A Turkish court on Tuesday ordered Ali Gharavi, an IT strategy consultant, and five other human rights activists, to remain in custody for allegedly aiding a “terror” group.
“It is our understanding that Gharavi was in Turkey to participate in a peaceful seminar about freedom of the internet and we have urged Turkey to quickly clarify the grounds for the accusations against him,” Margot Wallström said in a statement.
“(The Swedish government) is greatly concerned about the developments in Turkey, especially regarding democracy, respect for human rights and the principles of (the state),” she added.
Gharavi was attending a workshop on Buyukada, one of the Princes' Islands off Istanbul, on July 5th when police interrupted and detained ten people.

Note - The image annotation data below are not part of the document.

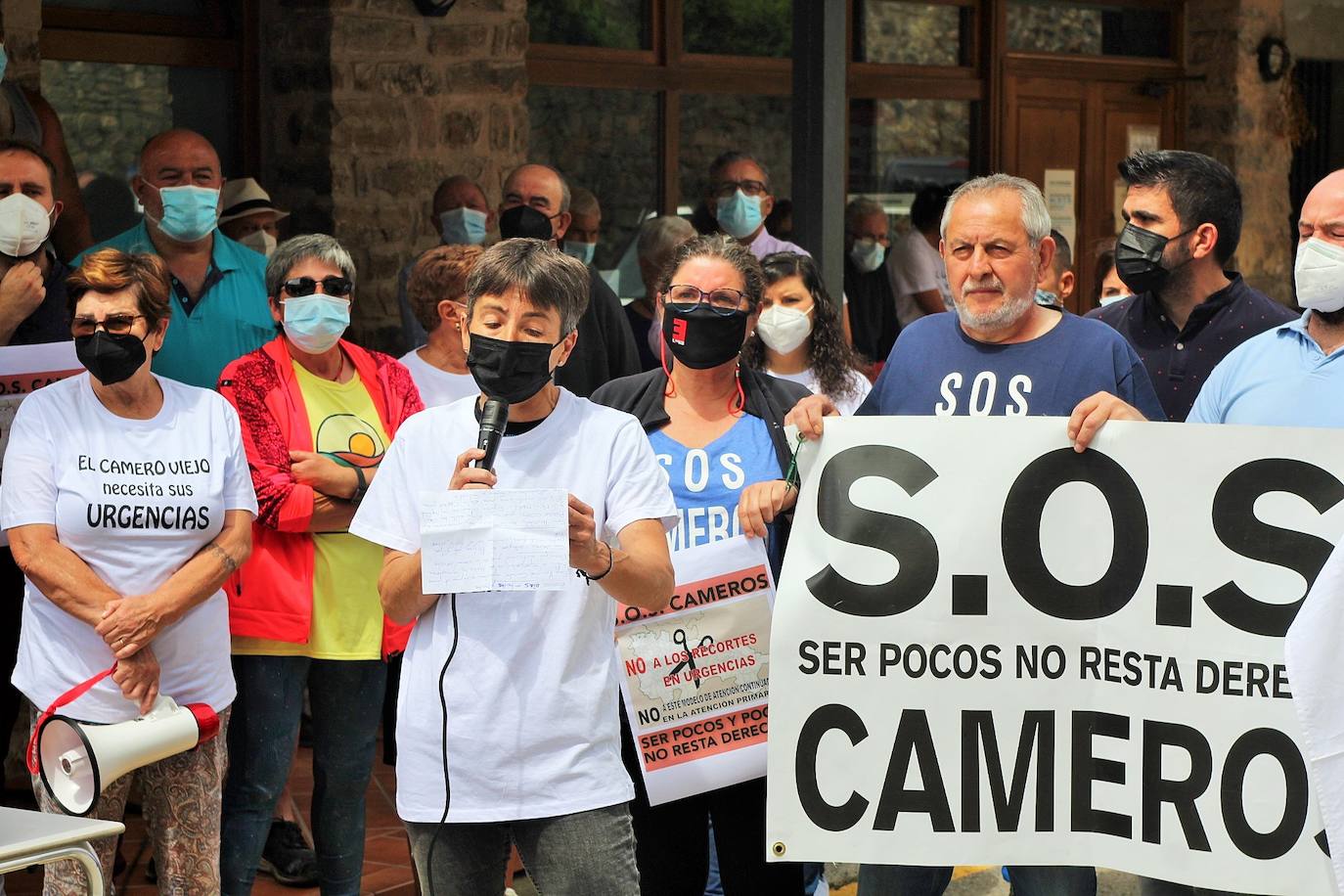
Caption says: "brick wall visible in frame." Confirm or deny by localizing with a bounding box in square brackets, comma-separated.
[261, 0, 527, 348]
[1186, 0, 1294, 301]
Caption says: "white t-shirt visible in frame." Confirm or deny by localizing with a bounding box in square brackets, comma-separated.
[766, 367, 873, 417]
[400, 345, 481, 407]
[349, 389, 677, 822]
[887, 228, 953, 328]
[0, 374, 256, 723]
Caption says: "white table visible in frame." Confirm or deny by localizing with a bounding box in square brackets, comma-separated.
[0, 806, 126, 896]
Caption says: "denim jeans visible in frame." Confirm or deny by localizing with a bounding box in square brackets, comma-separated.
[219, 655, 387, 896]
[405, 803, 640, 896]
[859, 865, 1097, 896]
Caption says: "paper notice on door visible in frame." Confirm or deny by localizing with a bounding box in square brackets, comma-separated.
[1043, 168, 1078, 254]
[420, 489, 574, 594]
[1125, 125, 1163, 156]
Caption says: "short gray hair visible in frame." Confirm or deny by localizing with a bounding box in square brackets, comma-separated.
[467, 237, 592, 336]
[844, 197, 887, 230]
[266, 234, 355, 298]
[938, 175, 1050, 248]
[635, 215, 694, 270]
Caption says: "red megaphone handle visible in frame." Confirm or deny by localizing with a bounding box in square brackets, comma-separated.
[28, 662, 117, 775]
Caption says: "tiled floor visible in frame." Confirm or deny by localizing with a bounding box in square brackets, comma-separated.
[5, 749, 416, 896]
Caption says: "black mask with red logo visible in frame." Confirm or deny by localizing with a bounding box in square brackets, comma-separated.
[662, 303, 747, 371]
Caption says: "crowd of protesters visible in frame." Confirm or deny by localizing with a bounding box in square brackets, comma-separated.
[0, 96, 1344, 896]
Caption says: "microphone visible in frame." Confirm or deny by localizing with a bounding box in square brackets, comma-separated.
[471, 398, 508, 470]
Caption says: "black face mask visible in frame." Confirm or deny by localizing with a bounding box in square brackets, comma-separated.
[500, 205, 555, 239]
[662, 303, 747, 371]
[75, 331, 145, 385]
[1115, 222, 1194, 295]
[467, 334, 563, 404]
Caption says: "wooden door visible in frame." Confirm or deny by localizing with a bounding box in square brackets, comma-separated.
[999, 72, 1178, 313]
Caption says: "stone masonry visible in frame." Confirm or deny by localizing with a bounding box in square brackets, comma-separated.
[1186, 0, 1296, 301]
[258, 0, 527, 350]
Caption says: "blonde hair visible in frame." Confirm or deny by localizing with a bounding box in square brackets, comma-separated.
[66, 248, 172, 331]
[406, 246, 485, 334]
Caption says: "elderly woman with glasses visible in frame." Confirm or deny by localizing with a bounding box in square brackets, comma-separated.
[219, 234, 422, 895]
[0, 248, 256, 895]
[593, 234, 808, 896]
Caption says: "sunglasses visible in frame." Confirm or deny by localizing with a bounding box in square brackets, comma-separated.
[280, 277, 355, 298]
[69, 314, 144, 336]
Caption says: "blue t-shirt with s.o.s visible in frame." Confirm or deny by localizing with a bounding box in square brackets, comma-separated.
[856, 313, 1167, 421]
[650, 414, 784, 572]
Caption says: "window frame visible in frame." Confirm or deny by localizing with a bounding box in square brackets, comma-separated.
[527, 0, 1186, 213]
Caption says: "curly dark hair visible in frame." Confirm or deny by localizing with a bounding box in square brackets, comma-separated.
[741, 252, 859, 400]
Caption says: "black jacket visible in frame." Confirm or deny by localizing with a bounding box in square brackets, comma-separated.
[555, 266, 640, 398]
[593, 367, 812, 557]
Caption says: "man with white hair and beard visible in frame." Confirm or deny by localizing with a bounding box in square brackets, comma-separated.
[781, 175, 1167, 896]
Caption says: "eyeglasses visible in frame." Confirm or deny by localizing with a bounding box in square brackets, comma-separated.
[714, 180, 769, 199]
[280, 277, 355, 298]
[69, 314, 144, 336]
[662, 284, 748, 316]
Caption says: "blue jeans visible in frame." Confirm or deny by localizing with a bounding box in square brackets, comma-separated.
[859, 865, 1097, 896]
[405, 803, 640, 896]
[219, 655, 387, 896]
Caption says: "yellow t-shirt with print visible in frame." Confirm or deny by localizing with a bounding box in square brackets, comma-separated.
[234, 363, 387, 659]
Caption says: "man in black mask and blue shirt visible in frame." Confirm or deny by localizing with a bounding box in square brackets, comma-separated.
[349, 239, 677, 896]
[1088, 149, 1297, 422]
[499, 164, 640, 398]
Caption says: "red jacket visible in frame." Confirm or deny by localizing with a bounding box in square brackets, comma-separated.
[219, 337, 425, 657]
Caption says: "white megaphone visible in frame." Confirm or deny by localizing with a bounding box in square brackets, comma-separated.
[37, 695, 219, 816]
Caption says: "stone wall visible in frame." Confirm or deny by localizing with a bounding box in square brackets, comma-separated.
[42, 59, 172, 179]
[1186, 0, 1296, 301]
[0, 0, 42, 90]
[253, 0, 527, 349]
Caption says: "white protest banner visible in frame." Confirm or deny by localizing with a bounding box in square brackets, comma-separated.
[766, 418, 1344, 896]
[0, 341, 83, 467]
[615, 536, 774, 806]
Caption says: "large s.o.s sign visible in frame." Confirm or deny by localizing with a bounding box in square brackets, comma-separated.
[768, 418, 1344, 895]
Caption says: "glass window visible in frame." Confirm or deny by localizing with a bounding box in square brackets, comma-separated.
[42, 59, 240, 241]
[849, 100, 971, 195]
[527, 85, 658, 274]
[527, 0, 650, 50]
[682, 0, 793, 59]
[1008, 0, 1174, 59]
[679, 94, 793, 217]
[853, 0, 970, 66]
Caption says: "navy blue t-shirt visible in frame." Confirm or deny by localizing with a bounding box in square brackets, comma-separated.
[856, 313, 1167, 421]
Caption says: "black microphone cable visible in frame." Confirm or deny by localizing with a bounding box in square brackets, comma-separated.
[425, 591, 457, 896]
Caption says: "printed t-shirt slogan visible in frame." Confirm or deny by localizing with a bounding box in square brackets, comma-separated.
[766, 418, 1344, 895]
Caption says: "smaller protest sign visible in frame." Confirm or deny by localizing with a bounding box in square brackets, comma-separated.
[615, 536, 774, 806]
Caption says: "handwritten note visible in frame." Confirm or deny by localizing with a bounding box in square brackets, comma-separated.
[420, 489, 574, 594]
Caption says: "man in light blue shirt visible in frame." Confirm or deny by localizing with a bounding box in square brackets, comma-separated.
[75, 130, 276, 388]
[1188, 170, 1344, 427]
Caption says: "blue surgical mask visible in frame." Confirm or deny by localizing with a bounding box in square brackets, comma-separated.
[560, 239, 597, 265]
[155, 184, 219, 244]
[284, 292, 349, 355]
[718, 190, 765, 239]
[849, 239, 887, 274]
[438, 205, 486, 246]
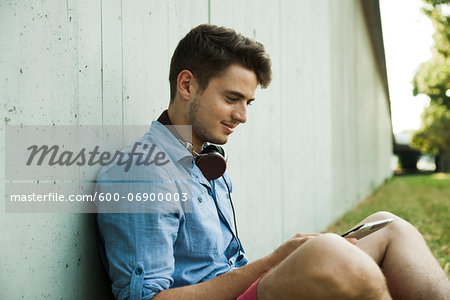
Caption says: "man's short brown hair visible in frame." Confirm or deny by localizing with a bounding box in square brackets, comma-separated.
[169, 24, 272, 101]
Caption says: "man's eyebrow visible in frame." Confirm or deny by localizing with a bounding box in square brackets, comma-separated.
[225, 90, 255, 101]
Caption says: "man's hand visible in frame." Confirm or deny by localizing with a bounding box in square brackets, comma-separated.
[266, 233, 357, 268]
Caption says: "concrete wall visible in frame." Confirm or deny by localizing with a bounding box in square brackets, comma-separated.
[0, 0, 392, 299]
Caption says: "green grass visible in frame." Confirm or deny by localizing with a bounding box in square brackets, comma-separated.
[327, 173, 450, 276]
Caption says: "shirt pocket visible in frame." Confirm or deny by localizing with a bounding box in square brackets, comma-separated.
[185, 191, 222, 257]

Four were released on bail but, along with the six jailed activists, are facing an investigation for allegedly “committing crime in the name of a terrorist organization without being a member”, Amnesty International said in a statement on Tuesday.
Berlin on Wednesday summoned Turkey's ambassador over the detention of a German human rights activist, Peter Steudtner, who was among the remanded in Turkish custody this week.
Chancellor Angela Merkel has slammed the detention of the six activists as “unjustified” and vowed to speak up for Steudtner at every level.
Sweden and Germany are working closely on the issue, Wallström said.